Beyond the moral and economic imperatives, there is a political calculus here as well. Democrats have been struggling with parent voters and Republicans try to claim the parent-friendly mantle (despite stubborn opposition to actually making parents’ lives easier through affordable childcare and non-pandemic paid leave). Reinstating emergency paid leave policies would be a tangible step towards showing the party is, in fact, in parents’ corner. State-and local-level Democrats can also step up, and some are—California Gov. Gavin Newsom recently called for the legislature to send him a resumption of the state’s emergency paid leave policies.

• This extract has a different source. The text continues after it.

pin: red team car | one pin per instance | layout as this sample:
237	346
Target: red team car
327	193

As for the Republicans? Wrangling 10 votes in the Senate to break a filibuster is never easy. However, in this case all but eight Republican Senators have already voted for the bill and the legislation bears the signature of their party’s venerated leader. The FFCRA was incredibly popular; May 2020 polling in Arizona, Iowa, and North Carolina found that 85% of voters supported the emergency leave provisions, with 57% in strong support. If the GOP truly wants to flip-flop and take the anti-parent side of the question, there will be consequences: after all, schools and childcare programs in red states are closing due to COVID staffing shortages, too.

Some may argue that reinstating the FFCRA is too little, too late, particularly since the Omicron wave is likely to begin peaking in the coming weeks. Yet passing a modified version now would both help with the current wave and could include triggers for activation during any future variant waves, a proactive step acknowledging the new reality we live in. Moreover, this time around there would be the opportunity to strengthen the law and fill in its gaps such as by raising the 500-employee cap–something President Biden called for back in January 2021.

There are policy questions which are complex and nuanced, requiring long and deep deliberation. Making sure that parents have access to paid leave when their children’s school closes or their child is exposed to Covid is not one of them. Given that the legislation only needs to be updated, one imagines even a gridlocked Washington could move rapidly here. The best time to reinstate the Families First Coronavirus Response Act was several months ago. The second-best time is today.